Patients may need to change into a gown to avoid clothes causing confusing shadows on the images. Patients will be asked to lie on the table and the radiographer will position them for their scan. The radiographer will then move into the next room at the control console, they can talk and listen to you via a microphone and can see the whole procedure through a window.

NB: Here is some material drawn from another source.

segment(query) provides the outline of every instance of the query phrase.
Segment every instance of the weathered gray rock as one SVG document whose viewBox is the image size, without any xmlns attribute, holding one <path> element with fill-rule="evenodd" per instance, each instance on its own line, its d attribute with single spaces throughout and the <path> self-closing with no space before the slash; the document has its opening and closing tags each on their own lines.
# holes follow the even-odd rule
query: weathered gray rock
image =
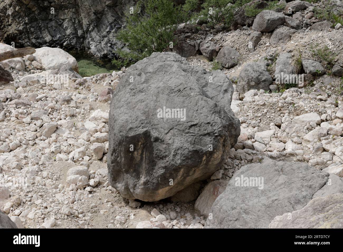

Patients may need an injection of a special dye (called contrast), usually into the vein on the inside of the elbow or on the back of the hand. The contrast helps vessels and internal organs to be better visualised on the scan. As with any medication or injection, there is a small chance of an allergic reaction to the contrast but the radiographer performing the examination will go through this with patients before the scan. Please tell the staff if you have had any form of reaction to the contrast before. The contrast is usually excreted by the body within an hour of injection.

How long does it take?

The acquisition of the scan usually takes only a matter of seconds for which patients may be asked to hold their breath. However, the examination can take between 10 and 20 minutes to complete – this includes the radiographer explaining what is going to happen, positioning patients on the table, and setting up for the contrast injection.

How much does it cost?

Dr Glenn and Partners offer bulk billing and concessions for most of its services. The cost of the examination depends on several factors which will be clarified when making a booking or arriving at the practice.

Is there any special preparation?

Patients will be notified of any special preparation at the time of booking, as some of the examinations will require fasting for four hours prior to the appointment.

CT Abdomen &/or Pelvis patients will need to drink clear fluids for four hours prior to examination including 500mls in the hour before your appointment time.

In some cases, patients will be asked to attend their appointment one hour early to drink a special fluid to outline your stomach and bowel.

If your examination require contrast you will also need a blood test before your appointment to check your renal function.

What to bring:

• Referral from your doctor.
• Previous films and/or reports. If you have had a previous examination in our practice, these can be electronically retrieved, and you do not need to bring them with you.
• Method of payment including Medicare, Health or Pension Card.
• For WorkCover claims, you will need the claim number, claim officer’s name and phone number, and any other relevant details.